The Australian government has launched a national action plan for endometriosis, in an effort to advance treatments as well as improve understanding and awareness of the disease among healthcare professionals and the general public.
Health Minister Greg Hunt, in making the announcement following a meeting with representatives of the Australian Coalition for Endometriosis (ACE) and Parliamentary Friends for Endometriosis Awareness, apologized to women that not enough has been done, according to an article in The Guardian.
“As a woman who has lived with the pain of endo since I was 11 years old, being in that room full of men and women sharing their horrific endo stories and then watching Greg Hunt as he told us he’s sorry for the pain we’ve had to endure and that he apologizes that nothing was done sooner was unbelievably powerful,” said Sylvia Freedman, founder of EndoActive and member of the ACE.

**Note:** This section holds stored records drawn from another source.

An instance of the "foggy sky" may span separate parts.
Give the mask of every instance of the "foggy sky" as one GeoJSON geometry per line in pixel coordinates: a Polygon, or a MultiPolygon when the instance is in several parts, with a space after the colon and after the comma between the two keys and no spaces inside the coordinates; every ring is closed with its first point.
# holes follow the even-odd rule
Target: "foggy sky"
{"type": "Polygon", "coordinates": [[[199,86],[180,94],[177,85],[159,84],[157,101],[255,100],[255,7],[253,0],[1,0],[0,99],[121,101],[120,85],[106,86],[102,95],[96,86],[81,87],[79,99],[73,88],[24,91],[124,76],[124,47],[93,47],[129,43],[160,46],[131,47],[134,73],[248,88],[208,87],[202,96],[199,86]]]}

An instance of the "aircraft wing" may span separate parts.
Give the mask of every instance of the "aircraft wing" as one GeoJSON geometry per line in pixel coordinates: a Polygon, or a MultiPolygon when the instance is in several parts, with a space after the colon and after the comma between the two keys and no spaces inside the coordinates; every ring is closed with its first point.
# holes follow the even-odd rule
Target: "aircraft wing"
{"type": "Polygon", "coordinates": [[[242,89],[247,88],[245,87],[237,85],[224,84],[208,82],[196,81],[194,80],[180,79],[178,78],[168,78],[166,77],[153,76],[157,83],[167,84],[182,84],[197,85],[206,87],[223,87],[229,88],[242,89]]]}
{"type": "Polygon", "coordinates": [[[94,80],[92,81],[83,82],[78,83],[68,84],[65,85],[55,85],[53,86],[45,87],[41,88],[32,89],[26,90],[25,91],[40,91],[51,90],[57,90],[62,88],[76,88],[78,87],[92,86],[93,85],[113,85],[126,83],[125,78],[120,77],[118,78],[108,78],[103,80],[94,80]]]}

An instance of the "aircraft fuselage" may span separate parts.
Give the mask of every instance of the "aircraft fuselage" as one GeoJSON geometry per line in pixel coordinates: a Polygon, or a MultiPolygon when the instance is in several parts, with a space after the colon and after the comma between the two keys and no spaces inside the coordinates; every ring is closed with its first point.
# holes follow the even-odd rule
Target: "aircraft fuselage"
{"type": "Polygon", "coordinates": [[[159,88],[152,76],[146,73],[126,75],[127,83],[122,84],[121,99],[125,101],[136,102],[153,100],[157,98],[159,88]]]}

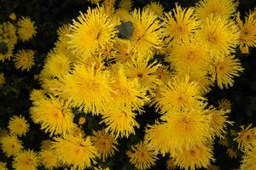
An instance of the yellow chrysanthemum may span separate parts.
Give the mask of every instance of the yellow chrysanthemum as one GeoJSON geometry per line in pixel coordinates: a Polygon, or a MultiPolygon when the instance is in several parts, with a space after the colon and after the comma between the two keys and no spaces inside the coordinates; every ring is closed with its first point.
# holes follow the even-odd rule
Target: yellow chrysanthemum
{"type": "Polygon", "coordinates": [[[35,52],[32,49],[19,50],[14,59],[15,67],[21,69],[21,71],[29,71],[35,64],[34,55],[35,52]]]}
{"type": "Polygon", "coordinates": [[[7,163],[4,163],[3,162],[0,162],[0,170],[8,170],[7,167],[6,167],[7,163]]]}
{"type": "Polygon", "coordinates": [[[91,141],[103,162],[105,162],[108,156],[113,156],[115,150],[118,150],[116,147],[118,144],[117,141],[113,139],[113,135],[108,134],[105,131],[94,131],[91,141]]]}
{"type": "Polygon", "coordinates": [[[227,99],[222,99],[221,100],[218,101],[218,109],[227,110],[231,110],[231,102],[227,99]]]}
{"type": "Polygon", "coordinates": [[[239,76],[244,69],[241,67],[240,60],[235,55],[221,55],[215,61],[215,69],[212,71],[213,78],[217,79],[218,86],[223,89],[234,85],[234,77],[239,76]]]}
{"type": "Polygon", "coordinates": [[[174,164],[185,170],[207,167],[214,162],[212,145],[200,144],[191,149],[183,149],[173,156],[174,164]]]}
{"type": "Polygon", "coordinates": [[[43,90],[33,89],[30,94],[29,99],[32,102],[38,101],[40,99],[44,99],[45,98],[43,90]]]}
{"type": "Polygon", "coordinates": [[[236,11],[235,0],[201,0],[196,4],[196,14],[201,19],[213,16],[230,18],[236,11]]]}
{"type": "Polygon", "coordinates": [[[46,169],[51,170],[56,168],[60,164],[58,156],[52,150],[41,150],[39,153],[39,157],[42,165],[44,165],[46,169]]]}
{"type": "Polygon", "coordinates": [[[53,134],[65,134],[74,126],[73,115],[64,100],[50,97],[33,103],[30,109],[31,117],[41,124],[41,129],[53,134]]]}
{"type": "Polygon", "coordinates": [[[128,155],[130,162],[137,169],[147,169],[155,165],[155,153],[142,142],[131,146],[131,153],[128,155]]]}
{"type": "Polygon", "coordinates": [[[157,107],[163,112],[199,107],[206,99],[201,96],[197,83],[189,81],[188,76],[170,80],[154,99],[157,107]]]}
{"type": "Polygon", "coordinates": [[[113,93],[112,98],[115,102],[110,104],[110,107],[140,110],[143,106],[146,98],[146,89],[142,88],[137,79],[126,77],[122,65],[116,65],[118,72],[115,76],[115,82],[113,84],[113,93]]]}
{"type": "Polygon", "coordinates": [[[227,125],[232,125],[232,122],[228,121],[229,116],[227,116],[230,110],[218,110],[214,107],[210,106],[207,110],[207,115],[212,116],[211,127],[213,129],[213,133],[217,137],[224,138],[224,135],[227,133],[227,125]]]}
{"type": "Polygon", "coordinates": [[[105,130],[116,138],[128,138],[131,133],[135,134],[134,128],[139,128],[135,116],[136,114],[129,110],[111,110],[103,114],[101,123],[104,122],[108,126],[105,130]]]}
{"type": "Polygon", "coordinates": [[[161,48],[162,31],[157,15],[148,9],[135,9],[131,22],[133,28],[131,39],[137,53],[144,54],[161,48]]]}
{"type": "Polygon", "coordinates": [[[153,12],[157,16],[160,16],[163,14],[164,8],[160,3],[151,2],[149,4],[144,7],[145,8],[148,8],[149,11],[153,12]]]}
{"type": "Polygon", "coordinates": [[[238,136],[234,139],[238,143],[238,148],[244,150],[247,146],[249,146],[256,139],[256,128],[252,128],[252,124],[246,128],[242,125],[241,130],[237,133],[238,136]]]}
{"type": "Polygon", "coordinates": [[[45,74],[50,75],[51,76],[59,76],[67,73],[71,67],[71,61],[62,53],[49,53],[44,69],[45,74]]]}
{"type": "Polygon", "coordinates": [[[29,124],[24,116],[15,116],[9,121],[8,128],[11,134],[22,136],[29,130],[29,124]]]}
{"type": "Polygon", "coordinates": [[[28,17],[21,17],[18,20],[18,36],[19,38],[22,41],[27,41],[32,38],[36,35],[36,26],[34,26],[35,22],[32,21],[28,17]]]}
{"type": "Polygon", "coordinates": [[[1,149],[8,156],[15,156],[22,149],[22,143],[16,136],[6,135],[0,139],[1,149]]]}
{"type": "Polygon", "coordinates": [[[234,21],[211,15],[202,23],[198,37],[211,54],[219,55],[220,53],[229,54],[235,52],[239,43],[239,36],[238,26],[234,21]]]}
{"type": "Polygon", "coordinates": [[[13,162],[15,170],[37,170],[39,166],[39,157],[32,150],[24,150],[20,152],[13,162]]]}
{"type": "Polygon", "coordinates": [[[4,61],[5,60],[9,60],[13,56],[13,50],[15,46],[12,43],[9,43],[7,40],[1,42],[0,44],[3,47],[3,49],[0,49],[0,61],[4,61]]]}
{"type": "Polygon", "coordinates": [[[133,58],[124,65],[125,72],[129,78],[137,79],[143,88],[148,90],[155,88],[160,81],[154,74],[160,66],[156,62],[149,63],[149,59],[143,57],[133,58]]]}
{"type": "Polygon", "coordinates": [[[245,17],[243,23],[240,19],[240,13],[237,13],[236,22],[240,29],[240,49],[243,48],[256,47],[256,13],[250,13],[245,17]]]}
{"type": "Polygon", "coordinates": [[[0,88],[3,87],[3,84],[5,84],[5,78],[4,78],[3,73],[1,72],[0,73],[0,88]]]}
{"type": "Polygon", "coordinates": [[[162,117],[166,121],[167,133],[177,149],[189,150],[212,139],[211,116],[206,111],[201,109],[172,111],[162,117]]]}
{"type": "Polygon", "coordinates": [[[253,170],[256,169],[256,140],[252,144],[252,146],[246,150],[245,155],[242,156],[241,169],[253,170]]]}
{"type": "Polygon", "coordinates": [[[196,38],[186,39],[174,45],[166,60],[176,71],[187,74],[205,72],[212,62],[205,45],[196,38]]]}
{"type": "Polygon", "coordinates": [[[163,25],[165,42],[169,44],[187,39],[199,26],[200,21],[195,16],[193,8],[182,8],[181,6],[176,5],[173,14],[172,12],[166,13],[163,25]]]}
{"type": "Polygon", "coordinates": [[[70,48],[79,54],[84,56],[94,53],[113,41],[115,26],[110,17],[99,8],[89,8],[87,14],[81,13],[78,20],[73,20],[71,25],[73,33],[70,35],[70,48]]]}
{"type": "Polygon", "coordinates": [[[145,144],[156,152],[165,156],[169,151],[172,151],[173,144],[171,137],[166,135],[169,133],[166,124],[156,122],[154,125],[148,125],[144,137],[145,144]]]}
{"type": "Polygon", "coordinates": [[[52,149],[58,158],[65,164],[82,170],[91,166],[97,156],[96,149],[92,145],[90,137],[67,135],[65,139],[55,138],[52,149]]]}
{"type": "MultiPolygon", "coordinates": [[[[0,26],[1,28],[1,26],[0,26]]],[[[3,39],[7,40],[9,43],[15,45],[17,43],[16,28],[10,22],[4,22],[3,24],[3,39]]]]}
{"type": "Polygon", "coordinates": [[[112,101],[110,72],[101,66],[77,65],[71,74],[65,75],[60,90],[61,96],[79,106],[84,112],[98,114],[112,101]]]}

Although this is a big step toward better awareness and treatment of endometriosis in Australia, Freedman — an endometriosis advocate who organized the meeting — told ABC News that her goal was to add the disease to a list of national priorities that currently includes cancer, dementia and cardiovascular health.
“Endometriosis is just as prevalent, if not more so, and just as costly to the Australian economy and women and their families if not more so than the other priorities already on that list,” said Freedman. “Endo affects one in 10 women, and yet, most people have never heard of it.”

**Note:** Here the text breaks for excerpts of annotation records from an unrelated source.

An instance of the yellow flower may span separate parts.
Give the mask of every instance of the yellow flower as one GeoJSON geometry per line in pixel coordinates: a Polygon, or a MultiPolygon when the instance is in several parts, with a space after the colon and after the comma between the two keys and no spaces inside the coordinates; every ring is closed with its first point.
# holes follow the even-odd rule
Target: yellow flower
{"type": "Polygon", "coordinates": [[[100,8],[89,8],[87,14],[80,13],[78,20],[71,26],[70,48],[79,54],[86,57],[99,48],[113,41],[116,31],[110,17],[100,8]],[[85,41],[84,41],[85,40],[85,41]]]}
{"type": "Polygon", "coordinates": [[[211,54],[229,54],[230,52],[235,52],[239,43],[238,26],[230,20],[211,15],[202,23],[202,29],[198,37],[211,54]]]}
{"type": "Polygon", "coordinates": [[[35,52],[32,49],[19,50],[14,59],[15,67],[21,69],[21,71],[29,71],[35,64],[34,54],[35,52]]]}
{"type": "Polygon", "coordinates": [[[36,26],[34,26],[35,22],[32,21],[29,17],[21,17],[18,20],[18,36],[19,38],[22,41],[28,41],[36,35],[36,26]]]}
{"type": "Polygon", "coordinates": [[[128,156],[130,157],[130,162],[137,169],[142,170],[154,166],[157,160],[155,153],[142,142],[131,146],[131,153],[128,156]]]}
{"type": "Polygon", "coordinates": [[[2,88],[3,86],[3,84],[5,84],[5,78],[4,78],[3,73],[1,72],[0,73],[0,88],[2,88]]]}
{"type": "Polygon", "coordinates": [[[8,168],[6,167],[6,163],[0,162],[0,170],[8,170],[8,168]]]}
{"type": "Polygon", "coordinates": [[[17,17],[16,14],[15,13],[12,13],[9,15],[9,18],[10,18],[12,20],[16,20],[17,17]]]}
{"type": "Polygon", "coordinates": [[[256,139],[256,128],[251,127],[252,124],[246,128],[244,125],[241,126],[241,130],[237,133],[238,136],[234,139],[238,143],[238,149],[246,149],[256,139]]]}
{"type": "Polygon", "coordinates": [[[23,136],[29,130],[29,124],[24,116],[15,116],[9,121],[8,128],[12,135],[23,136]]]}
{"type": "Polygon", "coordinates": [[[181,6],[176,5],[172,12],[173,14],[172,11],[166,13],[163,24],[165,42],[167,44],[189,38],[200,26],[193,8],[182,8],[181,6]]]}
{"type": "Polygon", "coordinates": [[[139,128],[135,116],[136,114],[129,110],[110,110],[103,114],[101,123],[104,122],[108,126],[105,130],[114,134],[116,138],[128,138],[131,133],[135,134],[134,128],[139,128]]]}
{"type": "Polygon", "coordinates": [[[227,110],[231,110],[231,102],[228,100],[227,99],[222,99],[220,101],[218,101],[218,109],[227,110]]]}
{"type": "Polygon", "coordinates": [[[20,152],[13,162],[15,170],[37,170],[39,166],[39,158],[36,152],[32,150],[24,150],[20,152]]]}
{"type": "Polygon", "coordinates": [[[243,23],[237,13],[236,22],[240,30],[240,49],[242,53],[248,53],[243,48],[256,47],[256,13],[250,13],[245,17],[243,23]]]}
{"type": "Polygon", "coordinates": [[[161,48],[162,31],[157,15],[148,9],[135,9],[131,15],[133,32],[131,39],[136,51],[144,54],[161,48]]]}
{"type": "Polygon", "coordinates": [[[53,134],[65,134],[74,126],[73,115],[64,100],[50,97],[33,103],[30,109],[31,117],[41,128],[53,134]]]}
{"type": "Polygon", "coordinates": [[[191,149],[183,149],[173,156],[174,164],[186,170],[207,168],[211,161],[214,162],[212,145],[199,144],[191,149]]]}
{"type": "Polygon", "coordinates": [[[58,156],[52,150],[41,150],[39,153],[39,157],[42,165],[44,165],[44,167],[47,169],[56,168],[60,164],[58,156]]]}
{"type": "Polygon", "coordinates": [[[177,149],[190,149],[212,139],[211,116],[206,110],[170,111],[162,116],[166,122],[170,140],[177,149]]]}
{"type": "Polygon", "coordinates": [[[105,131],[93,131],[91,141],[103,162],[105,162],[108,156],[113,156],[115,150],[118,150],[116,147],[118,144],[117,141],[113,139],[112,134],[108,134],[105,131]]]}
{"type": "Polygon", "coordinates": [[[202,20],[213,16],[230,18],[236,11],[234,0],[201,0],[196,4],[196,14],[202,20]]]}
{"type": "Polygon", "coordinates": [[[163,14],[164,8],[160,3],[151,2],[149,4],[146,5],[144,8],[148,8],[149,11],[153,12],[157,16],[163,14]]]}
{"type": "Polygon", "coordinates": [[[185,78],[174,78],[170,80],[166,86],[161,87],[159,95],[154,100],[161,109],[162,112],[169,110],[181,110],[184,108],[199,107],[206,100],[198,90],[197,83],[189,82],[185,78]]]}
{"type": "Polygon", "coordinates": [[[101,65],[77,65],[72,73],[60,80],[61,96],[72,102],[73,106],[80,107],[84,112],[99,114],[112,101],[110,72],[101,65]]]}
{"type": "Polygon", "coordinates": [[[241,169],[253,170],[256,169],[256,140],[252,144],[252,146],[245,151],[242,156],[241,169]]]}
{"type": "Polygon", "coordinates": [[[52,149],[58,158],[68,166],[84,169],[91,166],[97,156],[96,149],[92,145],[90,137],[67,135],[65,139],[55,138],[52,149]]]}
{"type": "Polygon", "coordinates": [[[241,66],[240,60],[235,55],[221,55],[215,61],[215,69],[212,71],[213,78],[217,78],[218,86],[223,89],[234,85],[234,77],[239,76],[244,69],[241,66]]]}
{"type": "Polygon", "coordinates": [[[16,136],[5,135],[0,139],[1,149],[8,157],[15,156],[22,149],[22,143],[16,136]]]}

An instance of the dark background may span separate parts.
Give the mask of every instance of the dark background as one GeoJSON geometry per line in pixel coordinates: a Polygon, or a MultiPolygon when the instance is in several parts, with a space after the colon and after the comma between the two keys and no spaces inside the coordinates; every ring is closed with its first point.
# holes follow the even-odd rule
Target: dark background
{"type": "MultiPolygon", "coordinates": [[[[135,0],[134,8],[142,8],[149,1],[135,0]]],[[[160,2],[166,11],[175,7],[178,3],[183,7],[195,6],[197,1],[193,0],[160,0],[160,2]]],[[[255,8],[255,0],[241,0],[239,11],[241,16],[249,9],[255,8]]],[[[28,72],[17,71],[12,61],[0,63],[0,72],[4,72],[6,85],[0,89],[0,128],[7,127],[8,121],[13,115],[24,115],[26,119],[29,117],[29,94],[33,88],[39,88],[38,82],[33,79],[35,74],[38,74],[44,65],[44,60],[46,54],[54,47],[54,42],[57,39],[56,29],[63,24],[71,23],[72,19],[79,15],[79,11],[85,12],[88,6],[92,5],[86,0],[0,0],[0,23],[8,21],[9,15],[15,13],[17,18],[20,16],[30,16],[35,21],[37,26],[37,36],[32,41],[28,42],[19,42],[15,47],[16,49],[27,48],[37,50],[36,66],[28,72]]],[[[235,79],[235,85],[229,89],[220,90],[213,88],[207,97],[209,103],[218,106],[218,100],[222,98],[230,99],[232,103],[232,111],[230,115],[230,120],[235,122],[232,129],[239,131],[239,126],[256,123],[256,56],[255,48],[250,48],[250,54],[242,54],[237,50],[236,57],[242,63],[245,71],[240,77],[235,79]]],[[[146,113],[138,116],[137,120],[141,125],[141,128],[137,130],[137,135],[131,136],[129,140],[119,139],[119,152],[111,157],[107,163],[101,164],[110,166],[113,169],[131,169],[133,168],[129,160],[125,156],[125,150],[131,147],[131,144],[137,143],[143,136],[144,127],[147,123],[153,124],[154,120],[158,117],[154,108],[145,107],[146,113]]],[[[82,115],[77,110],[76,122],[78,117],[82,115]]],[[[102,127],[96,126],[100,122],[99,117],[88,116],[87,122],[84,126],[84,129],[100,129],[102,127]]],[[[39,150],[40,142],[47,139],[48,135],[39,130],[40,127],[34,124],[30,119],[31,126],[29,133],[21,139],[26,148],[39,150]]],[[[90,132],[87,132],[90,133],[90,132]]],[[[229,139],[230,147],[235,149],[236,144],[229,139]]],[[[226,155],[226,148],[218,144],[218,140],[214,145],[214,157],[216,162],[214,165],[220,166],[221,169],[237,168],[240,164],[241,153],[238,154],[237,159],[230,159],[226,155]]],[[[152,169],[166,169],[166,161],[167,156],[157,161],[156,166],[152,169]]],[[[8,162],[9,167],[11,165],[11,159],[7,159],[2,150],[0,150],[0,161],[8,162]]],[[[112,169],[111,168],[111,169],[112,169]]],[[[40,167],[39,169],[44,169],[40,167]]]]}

She added that school curricula don’t even mention menstruation, let alone endometriosis; this causes many young girls to go on for years thinking they must simply live with their condition. She also said the lack of knowledge among healthcare professionals is shocking.
Some doctors, she said, have advised girls as young as 11 to get pregnant to cure the condition, or get a hysterectomy.
“The misinformation from healthcare professionals has got to change,” she said.
At the meeting with Hunt, ACE made five demands, according to The Guardian. Besides adding endometriosis to the list of national health priorities, the group lobbied for a federally funded public awareness campaign, more research funding, school education on the topic and the development of clinical care standards.
In its announcement of the action plan agreed upon as a result of the meeting, Hunt applauded the coalition’s work.
“This condition should have been better acknowledged and acted upon long ago, but today we are taking action so the struggle that women face will no longer be silent or their battles private,” Hunt wrote.
While the action plan announcement did not provide details of what actions women with endometriosis should expect, the government said it will work with the medical community and key stakeholders to explore potential gaps in “training, support and care.”
Among other things, the government will award A$160,000 in funding to Dr. Grant Montgomery, a professor at the University of Queensland who explores the use of genomics to identify better treatments for endometriosis. The disease will also be included as a key point in next year’s Women’s Health Week, organized by the Jean Hailes Foundation.